14 de enero de 2012

El contraste, la sorpresa, la fuerza interior y la indecorosa fragilidad de la vida.



Cuando, en una ocasión, se encontrase mirando el pintor norteamericano Andrew Wyeth (1917-2009) por una de sus ventanas observaría entonces una mujer que, arrastrándose, se desplazaba frágil y difícilmente por una de las laderas cercanas a su casa. Luego averiguó que padecía poliomielitis, y que, a pesar de eso, no dejaría ella de querer sentir el suelo bajo su piel... Entonces, pensó pintar esa escena tan estremecedora. Pero, para respetar la identidad de la mujer, ideó utilizar mejor la figura de otra mujer, incluso más joven, añadiendo a la imagen una fuerza emocional diferente... al mismo tiempo que le restaba dramatismo. Porque, ahora, se incorporaban a la imagen otros elementos añadidos: deseo pasional, fuerza adolescente, necesidad emocional o querencia interior. Y para expresar todo esto requería el pintor a otra modelo, no podía utilizar a la mujer real que viese luchar por las laderas ladeadas de su casa. Así fue como su joven esposa contribuiría, en el año 1948, a modelar la artística silueta tendida de la imagen. Pero, lo más extraordinario de la vida de este curioso creador norteamericano fue otra cosa, sin embargo, algo que él mismo llegaría a descubrir más de treinta y cinco años después de pintar aquella obra, algo que sorprendería ahora a todos, incluida su esposa: había llegado a realizar cerca de cincuenta pinturas que nunca había enseñado a nadie. Y todas esas obras de Arte habían sido de la misma modelo desnuda, un mujer misteriosa a la que trataría de proteger ocultando sus lienzos al mundo.

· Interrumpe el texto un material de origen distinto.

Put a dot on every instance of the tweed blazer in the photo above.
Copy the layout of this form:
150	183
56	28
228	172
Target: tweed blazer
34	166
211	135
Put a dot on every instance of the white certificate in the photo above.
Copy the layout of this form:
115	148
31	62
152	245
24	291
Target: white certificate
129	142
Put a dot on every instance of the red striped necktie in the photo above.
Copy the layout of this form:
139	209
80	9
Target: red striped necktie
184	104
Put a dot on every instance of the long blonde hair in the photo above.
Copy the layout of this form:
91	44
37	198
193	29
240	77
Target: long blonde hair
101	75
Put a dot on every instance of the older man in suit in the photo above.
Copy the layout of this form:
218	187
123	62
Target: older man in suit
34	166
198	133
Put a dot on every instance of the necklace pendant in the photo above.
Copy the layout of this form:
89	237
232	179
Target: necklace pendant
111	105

Al parecer, durante quince años -desde 1970 a 1985- había retratado a una mujer desnuda que vivía cerca de la casa de invierno que el pintor poseía en Pensilvania. Él la llamaba Helga y casi todas las obras eran desgarradores desnudos originales de ella. Un tema pictórico además, los desnudos, que el autor plástico no habría acostumbrado nunca a su público en todos sus años como pintor. Pero, una tarde, se lo acabaría confesando a su mujer: tenía guardadas todas esas pinturas. Ahora sólo el Arte importaba. Cuando le preguntaron a su esposa ¿por qué se lo ocultó incluso a ella?, ésta respondió: Es una persona muy secreta, él no se mete en mi vida ni yo en la suya, y ha valido la pena. Poco después se supo que Helga existía, que había trabajado en casa del hermano del pintor, que era alemana de origen, que estaba casada y que había tenido cuatro hijos y dos nietos. Sólo le molestó al final la indeseada y fastidiosa popularidad que todo eso habría adquirido luego; si bien, pensaba ella, como lo pensó siempre, una cosa: que las obras de Andrew Wyeth son bellísimas.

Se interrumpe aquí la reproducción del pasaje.